Türkisches Bewusstsein
Sonstige - andere
Die Festigung der ungarischen Grenzen war typisch für die Randgebiete des Karpatenbeckens und wurde nicht nur von den Ungarn, sondern auch von den türkischen Begleitvölkern der Eroberer durchgeführt. So finden sich Spuren der Szekler nicht nur im Osten und Süden, sondern auch im Nordwesten, beispielsweise im Dorf Székelyboldogasszony am Ufer der Morva.
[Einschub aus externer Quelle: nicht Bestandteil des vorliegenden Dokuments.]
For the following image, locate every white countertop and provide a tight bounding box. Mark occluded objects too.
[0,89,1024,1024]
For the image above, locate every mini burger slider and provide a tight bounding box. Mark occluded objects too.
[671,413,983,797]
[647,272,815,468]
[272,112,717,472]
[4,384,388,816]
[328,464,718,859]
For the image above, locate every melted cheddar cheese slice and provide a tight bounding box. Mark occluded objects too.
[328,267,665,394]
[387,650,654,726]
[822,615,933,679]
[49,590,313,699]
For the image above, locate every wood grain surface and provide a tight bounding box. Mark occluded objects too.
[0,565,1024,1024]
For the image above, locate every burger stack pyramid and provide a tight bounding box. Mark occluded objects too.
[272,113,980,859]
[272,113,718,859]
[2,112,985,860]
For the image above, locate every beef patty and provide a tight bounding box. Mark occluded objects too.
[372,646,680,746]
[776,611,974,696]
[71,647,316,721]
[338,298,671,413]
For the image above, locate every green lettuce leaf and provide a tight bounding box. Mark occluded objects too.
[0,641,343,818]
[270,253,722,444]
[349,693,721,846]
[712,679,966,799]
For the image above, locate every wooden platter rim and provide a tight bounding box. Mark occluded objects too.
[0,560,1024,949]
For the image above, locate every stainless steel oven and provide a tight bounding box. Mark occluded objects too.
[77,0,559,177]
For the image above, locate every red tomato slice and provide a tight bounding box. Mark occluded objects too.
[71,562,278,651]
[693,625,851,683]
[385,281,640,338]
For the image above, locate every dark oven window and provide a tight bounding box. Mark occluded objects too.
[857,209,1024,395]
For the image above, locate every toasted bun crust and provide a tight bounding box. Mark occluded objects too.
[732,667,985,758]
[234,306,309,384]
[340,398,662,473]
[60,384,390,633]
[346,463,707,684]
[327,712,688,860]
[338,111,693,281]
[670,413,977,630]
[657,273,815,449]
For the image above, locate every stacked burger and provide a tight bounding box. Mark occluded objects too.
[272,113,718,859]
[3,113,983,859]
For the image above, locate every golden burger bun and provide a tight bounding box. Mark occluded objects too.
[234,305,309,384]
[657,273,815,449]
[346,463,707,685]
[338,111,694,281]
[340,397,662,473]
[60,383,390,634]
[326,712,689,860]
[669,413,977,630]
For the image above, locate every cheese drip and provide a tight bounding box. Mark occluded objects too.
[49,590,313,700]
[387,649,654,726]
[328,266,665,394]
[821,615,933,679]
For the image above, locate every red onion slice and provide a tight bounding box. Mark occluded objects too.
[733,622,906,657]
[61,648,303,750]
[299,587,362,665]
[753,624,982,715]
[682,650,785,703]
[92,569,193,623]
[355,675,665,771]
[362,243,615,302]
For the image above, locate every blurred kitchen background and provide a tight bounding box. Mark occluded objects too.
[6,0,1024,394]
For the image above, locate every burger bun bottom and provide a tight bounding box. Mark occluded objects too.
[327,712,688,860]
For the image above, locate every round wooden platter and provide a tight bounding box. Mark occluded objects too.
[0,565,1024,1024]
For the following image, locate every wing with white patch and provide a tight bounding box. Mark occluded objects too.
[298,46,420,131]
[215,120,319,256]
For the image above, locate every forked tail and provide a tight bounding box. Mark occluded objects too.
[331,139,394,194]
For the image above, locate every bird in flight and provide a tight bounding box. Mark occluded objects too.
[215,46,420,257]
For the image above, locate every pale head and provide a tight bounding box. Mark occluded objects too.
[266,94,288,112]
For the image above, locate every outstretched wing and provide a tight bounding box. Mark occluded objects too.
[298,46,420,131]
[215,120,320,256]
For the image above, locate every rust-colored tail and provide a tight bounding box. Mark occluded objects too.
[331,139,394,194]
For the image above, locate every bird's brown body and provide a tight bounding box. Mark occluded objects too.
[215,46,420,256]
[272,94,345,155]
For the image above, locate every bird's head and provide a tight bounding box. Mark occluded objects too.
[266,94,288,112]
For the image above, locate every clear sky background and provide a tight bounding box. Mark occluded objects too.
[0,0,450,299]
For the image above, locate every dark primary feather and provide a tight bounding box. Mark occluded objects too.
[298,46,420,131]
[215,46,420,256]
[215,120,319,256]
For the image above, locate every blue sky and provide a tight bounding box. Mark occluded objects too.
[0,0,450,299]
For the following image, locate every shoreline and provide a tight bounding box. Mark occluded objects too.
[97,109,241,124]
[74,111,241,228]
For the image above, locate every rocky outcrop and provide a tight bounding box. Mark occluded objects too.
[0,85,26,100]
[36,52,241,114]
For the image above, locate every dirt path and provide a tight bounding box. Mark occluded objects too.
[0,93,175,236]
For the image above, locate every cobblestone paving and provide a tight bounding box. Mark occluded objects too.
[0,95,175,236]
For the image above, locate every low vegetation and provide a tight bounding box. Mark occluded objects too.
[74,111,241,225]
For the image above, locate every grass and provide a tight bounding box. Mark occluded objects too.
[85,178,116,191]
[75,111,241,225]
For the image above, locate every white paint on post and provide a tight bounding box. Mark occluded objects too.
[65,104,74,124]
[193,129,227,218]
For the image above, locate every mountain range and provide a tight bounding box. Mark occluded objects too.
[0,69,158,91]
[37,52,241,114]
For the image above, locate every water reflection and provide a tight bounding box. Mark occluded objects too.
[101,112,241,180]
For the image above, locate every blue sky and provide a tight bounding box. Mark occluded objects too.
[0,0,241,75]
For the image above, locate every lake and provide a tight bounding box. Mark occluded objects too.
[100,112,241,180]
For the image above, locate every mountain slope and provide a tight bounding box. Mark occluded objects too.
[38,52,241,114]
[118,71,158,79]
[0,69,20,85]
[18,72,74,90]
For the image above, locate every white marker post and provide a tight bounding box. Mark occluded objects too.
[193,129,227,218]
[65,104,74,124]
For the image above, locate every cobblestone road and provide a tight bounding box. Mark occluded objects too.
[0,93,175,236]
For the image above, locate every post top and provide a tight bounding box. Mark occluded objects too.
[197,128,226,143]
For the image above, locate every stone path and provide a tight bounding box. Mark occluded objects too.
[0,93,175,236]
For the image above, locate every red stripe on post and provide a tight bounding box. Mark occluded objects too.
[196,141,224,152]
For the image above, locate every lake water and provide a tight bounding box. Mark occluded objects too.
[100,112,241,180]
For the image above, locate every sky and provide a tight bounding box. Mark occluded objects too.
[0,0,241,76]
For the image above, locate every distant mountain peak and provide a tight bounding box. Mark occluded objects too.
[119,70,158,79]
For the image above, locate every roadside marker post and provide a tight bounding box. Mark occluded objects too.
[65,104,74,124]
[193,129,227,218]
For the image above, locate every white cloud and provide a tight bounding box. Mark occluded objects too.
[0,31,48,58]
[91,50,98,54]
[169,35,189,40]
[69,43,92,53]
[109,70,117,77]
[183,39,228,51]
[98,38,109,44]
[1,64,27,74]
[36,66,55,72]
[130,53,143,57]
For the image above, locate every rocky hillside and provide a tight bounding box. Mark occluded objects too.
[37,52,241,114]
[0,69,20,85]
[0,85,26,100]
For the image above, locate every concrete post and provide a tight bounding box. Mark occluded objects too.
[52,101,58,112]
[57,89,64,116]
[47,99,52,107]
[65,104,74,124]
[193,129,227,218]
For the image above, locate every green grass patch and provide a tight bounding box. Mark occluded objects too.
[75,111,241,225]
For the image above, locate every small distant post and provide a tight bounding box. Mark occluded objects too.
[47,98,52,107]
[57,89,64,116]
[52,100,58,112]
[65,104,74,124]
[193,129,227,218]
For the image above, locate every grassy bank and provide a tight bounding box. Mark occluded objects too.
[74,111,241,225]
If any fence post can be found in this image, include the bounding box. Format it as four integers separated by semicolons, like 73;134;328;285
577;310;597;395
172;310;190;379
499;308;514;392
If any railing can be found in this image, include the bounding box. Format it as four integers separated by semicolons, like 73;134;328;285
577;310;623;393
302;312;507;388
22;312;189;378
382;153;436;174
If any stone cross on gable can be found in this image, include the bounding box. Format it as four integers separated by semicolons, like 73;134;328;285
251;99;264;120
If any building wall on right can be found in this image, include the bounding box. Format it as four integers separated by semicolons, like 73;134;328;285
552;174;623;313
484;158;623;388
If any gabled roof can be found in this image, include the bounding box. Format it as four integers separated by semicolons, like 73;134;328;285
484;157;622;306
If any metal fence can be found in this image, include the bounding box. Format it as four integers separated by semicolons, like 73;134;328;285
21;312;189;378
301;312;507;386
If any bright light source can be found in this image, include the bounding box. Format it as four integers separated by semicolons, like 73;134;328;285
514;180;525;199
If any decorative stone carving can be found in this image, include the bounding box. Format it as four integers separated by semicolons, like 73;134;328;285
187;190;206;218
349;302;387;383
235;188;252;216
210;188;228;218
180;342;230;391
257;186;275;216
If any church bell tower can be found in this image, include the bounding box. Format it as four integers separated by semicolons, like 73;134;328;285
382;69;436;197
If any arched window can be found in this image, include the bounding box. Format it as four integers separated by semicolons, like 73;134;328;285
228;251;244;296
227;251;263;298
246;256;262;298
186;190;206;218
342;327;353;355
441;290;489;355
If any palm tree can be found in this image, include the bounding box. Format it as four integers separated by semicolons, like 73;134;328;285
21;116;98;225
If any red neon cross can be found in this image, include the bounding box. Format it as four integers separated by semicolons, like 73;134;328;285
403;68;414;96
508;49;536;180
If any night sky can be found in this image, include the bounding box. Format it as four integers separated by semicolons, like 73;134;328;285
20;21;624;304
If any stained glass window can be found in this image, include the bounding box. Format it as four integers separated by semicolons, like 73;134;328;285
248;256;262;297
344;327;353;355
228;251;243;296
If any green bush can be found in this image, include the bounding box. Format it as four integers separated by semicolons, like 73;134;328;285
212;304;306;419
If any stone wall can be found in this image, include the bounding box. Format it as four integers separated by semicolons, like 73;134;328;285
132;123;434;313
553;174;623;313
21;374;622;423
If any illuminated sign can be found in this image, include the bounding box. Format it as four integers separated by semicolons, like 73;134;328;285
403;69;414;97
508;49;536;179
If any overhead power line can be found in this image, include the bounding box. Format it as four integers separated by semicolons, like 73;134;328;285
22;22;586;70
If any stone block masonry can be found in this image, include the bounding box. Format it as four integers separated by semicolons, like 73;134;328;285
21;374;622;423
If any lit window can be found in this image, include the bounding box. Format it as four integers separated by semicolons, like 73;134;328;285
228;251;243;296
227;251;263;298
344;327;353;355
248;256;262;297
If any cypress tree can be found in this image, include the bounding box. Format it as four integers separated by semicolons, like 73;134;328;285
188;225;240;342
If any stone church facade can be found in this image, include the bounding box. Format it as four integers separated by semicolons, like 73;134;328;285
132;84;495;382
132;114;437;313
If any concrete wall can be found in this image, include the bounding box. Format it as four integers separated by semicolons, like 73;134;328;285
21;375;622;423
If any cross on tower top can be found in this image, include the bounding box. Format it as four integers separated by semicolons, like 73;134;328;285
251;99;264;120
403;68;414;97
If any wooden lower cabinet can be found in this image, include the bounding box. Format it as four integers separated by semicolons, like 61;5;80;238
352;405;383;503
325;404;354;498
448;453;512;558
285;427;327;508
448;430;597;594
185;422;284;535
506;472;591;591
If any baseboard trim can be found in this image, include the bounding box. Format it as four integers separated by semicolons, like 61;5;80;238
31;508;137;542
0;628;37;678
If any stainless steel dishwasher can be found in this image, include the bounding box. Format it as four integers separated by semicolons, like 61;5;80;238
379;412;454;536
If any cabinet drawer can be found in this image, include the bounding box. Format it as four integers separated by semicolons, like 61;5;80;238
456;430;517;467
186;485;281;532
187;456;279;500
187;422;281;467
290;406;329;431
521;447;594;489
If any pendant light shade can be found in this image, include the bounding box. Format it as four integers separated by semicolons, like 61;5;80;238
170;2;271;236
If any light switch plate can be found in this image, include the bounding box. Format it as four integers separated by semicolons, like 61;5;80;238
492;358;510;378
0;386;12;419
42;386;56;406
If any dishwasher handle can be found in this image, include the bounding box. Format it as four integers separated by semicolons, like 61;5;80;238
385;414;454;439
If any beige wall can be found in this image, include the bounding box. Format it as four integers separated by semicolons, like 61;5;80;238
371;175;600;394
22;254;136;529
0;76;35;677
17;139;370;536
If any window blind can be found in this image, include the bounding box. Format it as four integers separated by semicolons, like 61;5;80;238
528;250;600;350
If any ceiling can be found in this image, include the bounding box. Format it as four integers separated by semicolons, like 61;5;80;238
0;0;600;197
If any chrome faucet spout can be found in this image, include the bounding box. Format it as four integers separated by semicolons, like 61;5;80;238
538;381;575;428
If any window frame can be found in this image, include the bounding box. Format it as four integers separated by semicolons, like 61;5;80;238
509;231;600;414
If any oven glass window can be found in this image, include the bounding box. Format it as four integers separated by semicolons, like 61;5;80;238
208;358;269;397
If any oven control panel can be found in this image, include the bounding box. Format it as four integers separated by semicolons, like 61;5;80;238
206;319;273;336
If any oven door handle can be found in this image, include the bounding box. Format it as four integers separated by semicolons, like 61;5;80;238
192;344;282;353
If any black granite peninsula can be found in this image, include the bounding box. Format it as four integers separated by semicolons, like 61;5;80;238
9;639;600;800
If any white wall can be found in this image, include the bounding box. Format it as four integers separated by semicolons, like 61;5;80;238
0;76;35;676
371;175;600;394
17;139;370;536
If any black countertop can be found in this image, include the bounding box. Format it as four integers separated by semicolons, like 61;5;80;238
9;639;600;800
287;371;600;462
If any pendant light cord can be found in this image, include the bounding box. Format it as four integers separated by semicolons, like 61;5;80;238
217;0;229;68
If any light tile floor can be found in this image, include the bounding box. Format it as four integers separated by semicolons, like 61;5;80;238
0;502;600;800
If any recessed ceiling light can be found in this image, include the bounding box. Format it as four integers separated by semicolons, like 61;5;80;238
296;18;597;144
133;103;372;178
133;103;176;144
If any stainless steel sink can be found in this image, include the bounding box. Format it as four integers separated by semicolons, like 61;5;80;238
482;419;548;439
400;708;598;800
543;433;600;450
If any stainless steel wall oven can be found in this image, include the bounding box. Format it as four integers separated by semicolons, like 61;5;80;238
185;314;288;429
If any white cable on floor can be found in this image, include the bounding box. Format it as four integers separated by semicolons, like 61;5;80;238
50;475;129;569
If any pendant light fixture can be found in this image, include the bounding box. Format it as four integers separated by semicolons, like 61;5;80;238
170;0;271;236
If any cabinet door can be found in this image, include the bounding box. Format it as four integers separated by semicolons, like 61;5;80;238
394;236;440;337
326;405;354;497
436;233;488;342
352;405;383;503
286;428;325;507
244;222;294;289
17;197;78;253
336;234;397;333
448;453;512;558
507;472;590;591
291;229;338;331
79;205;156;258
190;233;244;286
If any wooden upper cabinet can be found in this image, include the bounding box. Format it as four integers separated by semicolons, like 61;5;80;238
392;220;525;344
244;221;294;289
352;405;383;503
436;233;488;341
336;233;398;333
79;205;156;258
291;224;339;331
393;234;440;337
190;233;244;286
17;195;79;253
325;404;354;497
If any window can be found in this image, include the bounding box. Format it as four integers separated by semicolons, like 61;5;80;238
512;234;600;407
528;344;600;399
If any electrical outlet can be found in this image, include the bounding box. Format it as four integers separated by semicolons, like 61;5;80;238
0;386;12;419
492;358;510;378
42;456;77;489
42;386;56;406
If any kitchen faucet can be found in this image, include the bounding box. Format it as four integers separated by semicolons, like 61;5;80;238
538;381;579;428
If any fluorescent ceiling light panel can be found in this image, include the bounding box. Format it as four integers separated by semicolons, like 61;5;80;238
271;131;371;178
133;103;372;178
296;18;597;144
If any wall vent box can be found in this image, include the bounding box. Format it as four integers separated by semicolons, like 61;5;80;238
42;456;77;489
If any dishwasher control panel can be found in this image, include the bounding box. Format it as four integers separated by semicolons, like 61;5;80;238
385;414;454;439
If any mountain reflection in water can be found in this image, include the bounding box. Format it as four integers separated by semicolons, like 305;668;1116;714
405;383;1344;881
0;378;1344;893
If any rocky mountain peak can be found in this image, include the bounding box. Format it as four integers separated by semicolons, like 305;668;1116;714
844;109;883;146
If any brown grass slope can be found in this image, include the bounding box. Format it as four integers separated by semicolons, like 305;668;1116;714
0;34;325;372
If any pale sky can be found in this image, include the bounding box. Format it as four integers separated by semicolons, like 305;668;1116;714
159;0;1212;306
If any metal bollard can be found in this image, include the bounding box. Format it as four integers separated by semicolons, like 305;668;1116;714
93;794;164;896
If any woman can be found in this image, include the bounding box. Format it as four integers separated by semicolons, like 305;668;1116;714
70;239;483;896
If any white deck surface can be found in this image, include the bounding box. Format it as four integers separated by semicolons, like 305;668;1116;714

Das szeklerische Bewusstsein ist in mehreren Dörfern von Zoboralja, wie Lédec, Gímes, Zséré und Kolon, lebendig. In Alsóbodok hingegen wurde das türkische Bewusstsein übernommen und ist bis heute präsent. Gyula Henkeys ethnologische Forschung bestätigte ebenfalls den hohen Anteil türkischer anthropologischer Merkmale in Zoboralja. Die Begleitvölker werden beispielsweise durch den Grenznamen Besenyő (eine verschwundene Siedlung der Petschenegen?), die nahegelegene Siedlung Berény, die im Mittelalter verschwand (von Turkvölkern bewohnt?), das noch heute existierende Dorf Kalász (1156 hieß es Qualiz, d. h. eine Siedlung der Kálizoken), den Sklavennamen Csász (1525 noch Chazar, d. h. Chasar) usw. erwähnt. Der häufigste Bodok-Personenname, Gyepes, hat lediglich mit der Wiese zu tun (sie siedelten sich übrigens aus dem nahegelegenen Kisherstyén hier an). Die bereits erwähnten Petschenegen, aber auch die Kumanen, sind in der Gegend gut dokumentiert (z. B. 1075, 1216, 1292 usw.). Die Nachbardörfer (z. B. Pográny) bezeichnen die Einwohner von Bodok noch immer als „Türken“. Wenn die Einwohner von Pográny nach Bodok fahren, sagen sie manchmal, sie gingen „in die Türkei“. In anderen Dörfern, z. B. in Nitra, hörten wir, dass die Bodoker sich etwas von den anderen Zoboraljiern unterschieden, von den „Braunen“ (was sich auf ihre dunklere Hautfarbe bezieht). Das Adjektiv „türkisch“ könnte sich auch auf die Zeit der türkischen Besatzung beziehen, also auf eine dauerhafte türkische Herrschaft, doch fanden wir keine Spuren davon, da Bodok etwa zur gleichen Zeit wie die umliegenden Dörfer zum Sandschak Eszetergom oder zum Újvár-Éjálet gehörte. Konversionen zum Islam waren in der Region Nitra selten, aber nicht beispiellos (so konvertierte beispielsweise der Adlige Wolfgang Nagy). Heute ist das Adjektiv „türkisch“ in Bodok nicht mehr abwertend, die Einwohner schämen sich nicht, und sogar die Lokalzeitung berichtete, dass Fußballfans aus Bodok die lokale Mannschaft mit türkischen Flaggen anfeuerten. Uns ist keine ähnliche Identität im Karpatenbecken bekannt.